我瞥了她一眼,正好看见她眼里闪着的野心和狠劲——和上辈子骗我喝下毒酒后,那副得意的嘴脸一模一样。
我低笑一声,慢慢朝她走过去,带着股子压迫感。
妹妹吓得往后退,手碰到了桌角,最后梗着脖子喊:"你别过来!这里是丞相府,我要是出事儿,爹娘不会放过你的!"
我的手轻轻搭在她脸上,讥讽道:"妹妹胆子不小,可这胆子配不上你的野心。"
我接着说:"还有,这都是你自己选的,是你把定情荷包送给那个来路不明的人,现在倒想起婚约了,你配吗?"
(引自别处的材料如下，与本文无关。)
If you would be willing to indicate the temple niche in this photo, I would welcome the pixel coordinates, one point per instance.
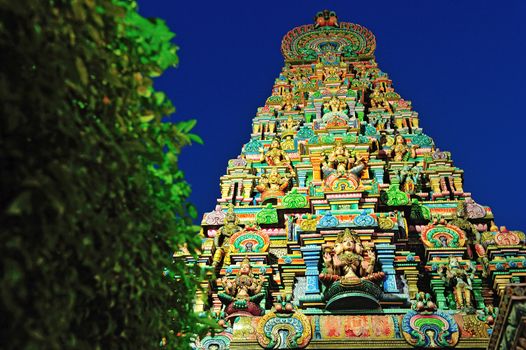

我的手慢慢收紧,脑海里突然闪过上辈子的画面——穿着玄色衣袍的男子抱着我的尸体,毫不犹豫地打翻油灯,在冲天大火里哭得撕心裂肺。
我猛地回过神,松开手把妹妹推开。
她"扑通"一声摔在地上,我压下眼里的恨意,转身留下一句:"姐姐送你句话,别作死就不会死。"
没过多久,爹娘就从玄王府回来了。
爹脸上带着怒气,娘满脸都是担心。
妹妹却像没看见似的,从屋里冲出来:"爹!娘!玄王府是不是不退婚了?"
爹扬手给了她一巴掌:"孽女!给我跪下!"
2
父亲铁青着脸,手里攥着个绣花荷包往地上一摔:"眼熟不?我这张老脸都被你丢到九霄云外了!"
我盯着滚到脚边的荷包,喉咙像塞了团棉花。
"堂堂丞相府千金,跟玄王有婚约还跟野男人私定终身?"父亲越说越急,抄起戒尺在桌上重重一拍。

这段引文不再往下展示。